2017 was the sixth-warmest year on record in Illinois, with a statewide average temperature of 54.3 degrees, or 2 degrees above normal, in spite of the extremely cold ending to December.
Eight of the 12 months in 2017 brought above-normal temperatures, according to Illinois State Climatologist Jim Angel of the Illinois State Water Survey, part of the Prairie Research Institute at Illinois. The state experienced the warmest February on record with a statewide average of 41 degrees, 10.1 degrees above normal.
On the other hand, Illinois’ 10th-coolest August on record came in 2017, with a temperature of 70.5 degrees, 3.1 degrees below normal.
The statewide average precipitation for the year was 37.65 inches, 2.31 inches below normal, despite the dramatic precipitation events that occurred in 2017, such as the heavy rains in southern Illinois in spring, and in northern Illinois in July and September. Illinois received 6.86 inches of rain in April, 3.08 inches above normal, and the fifth-wettest April on record. Still, Illinois experienced its fifth-driest September on record with only 0.82 inches, 2.41 inches below normal.
Some exceptionally dry areas still exist in central Illinois, around St. Louis, and parts of southeastern Illinois. These will be areas to watch in spring for the 2018 growing season.
Snowfall for the 2017-18 winter season started slowly but finished with some significant accumulations by the end of December. Snowfall totals ranged from 6 to 15 inches in the northern half of the state and down to almost zero in far southern Illinois by Dec. 31.

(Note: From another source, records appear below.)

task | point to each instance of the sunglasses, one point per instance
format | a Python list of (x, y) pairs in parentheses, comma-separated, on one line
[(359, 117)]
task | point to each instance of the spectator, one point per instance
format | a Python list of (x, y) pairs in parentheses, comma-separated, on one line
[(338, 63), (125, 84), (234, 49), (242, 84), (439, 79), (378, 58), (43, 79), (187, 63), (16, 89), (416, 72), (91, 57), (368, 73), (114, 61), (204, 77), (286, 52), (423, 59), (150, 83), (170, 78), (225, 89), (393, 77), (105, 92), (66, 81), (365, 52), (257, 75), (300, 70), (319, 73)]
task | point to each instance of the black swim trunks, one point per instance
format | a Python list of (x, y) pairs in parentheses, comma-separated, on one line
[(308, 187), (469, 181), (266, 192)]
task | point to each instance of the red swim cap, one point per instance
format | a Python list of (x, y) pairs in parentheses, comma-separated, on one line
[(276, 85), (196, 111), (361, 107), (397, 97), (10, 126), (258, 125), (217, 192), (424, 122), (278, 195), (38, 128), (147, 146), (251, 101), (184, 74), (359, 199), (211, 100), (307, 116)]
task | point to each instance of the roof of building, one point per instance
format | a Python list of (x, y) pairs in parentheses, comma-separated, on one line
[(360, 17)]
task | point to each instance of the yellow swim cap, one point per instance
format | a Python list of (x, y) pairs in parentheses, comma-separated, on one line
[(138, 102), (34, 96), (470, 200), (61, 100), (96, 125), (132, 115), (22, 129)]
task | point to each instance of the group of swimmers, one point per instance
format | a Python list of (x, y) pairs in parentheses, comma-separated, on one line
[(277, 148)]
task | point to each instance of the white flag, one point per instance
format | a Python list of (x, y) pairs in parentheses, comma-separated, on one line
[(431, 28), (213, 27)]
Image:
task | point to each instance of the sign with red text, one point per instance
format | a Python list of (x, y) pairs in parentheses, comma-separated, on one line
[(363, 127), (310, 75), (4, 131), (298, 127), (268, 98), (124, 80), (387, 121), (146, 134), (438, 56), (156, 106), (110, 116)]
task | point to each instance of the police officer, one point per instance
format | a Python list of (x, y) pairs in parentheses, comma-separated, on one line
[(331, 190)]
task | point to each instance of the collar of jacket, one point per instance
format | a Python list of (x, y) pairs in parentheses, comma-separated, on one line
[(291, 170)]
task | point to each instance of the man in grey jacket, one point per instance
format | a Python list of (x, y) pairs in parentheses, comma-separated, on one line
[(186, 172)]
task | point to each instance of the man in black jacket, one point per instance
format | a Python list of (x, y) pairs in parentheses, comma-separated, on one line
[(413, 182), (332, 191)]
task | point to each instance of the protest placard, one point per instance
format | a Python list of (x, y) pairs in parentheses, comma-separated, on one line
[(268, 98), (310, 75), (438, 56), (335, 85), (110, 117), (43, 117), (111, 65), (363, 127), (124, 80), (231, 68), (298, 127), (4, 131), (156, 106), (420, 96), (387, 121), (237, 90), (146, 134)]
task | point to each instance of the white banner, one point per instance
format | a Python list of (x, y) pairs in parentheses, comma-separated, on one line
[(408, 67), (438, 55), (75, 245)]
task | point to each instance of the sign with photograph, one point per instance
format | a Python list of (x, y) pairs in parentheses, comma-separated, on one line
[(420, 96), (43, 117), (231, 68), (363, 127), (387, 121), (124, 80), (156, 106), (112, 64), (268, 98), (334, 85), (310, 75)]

The statewide average precipitation total for December in Illinois was 0.86 inches, 1.83 inches below normal and the eighth-driest December on record. Far southern Illinois received 1 to 3 inches of precipitation, but the rest of the state received less than an inch.
December temperatures in Illinois were exceptionally mild until Christmas Eve. The cold and warm weather balanced out in December, leaving the statewide average temperature for the month at 28.9 degrees, 1 degree below normal.
The largest snowfall totals stretched from the Quad Cities and passed just south of Chicagoland. Cissna Park in Iroquois County reported the largest winter snowfall total of 15.5 inches. Overall, the state remained below normal on December snowfall.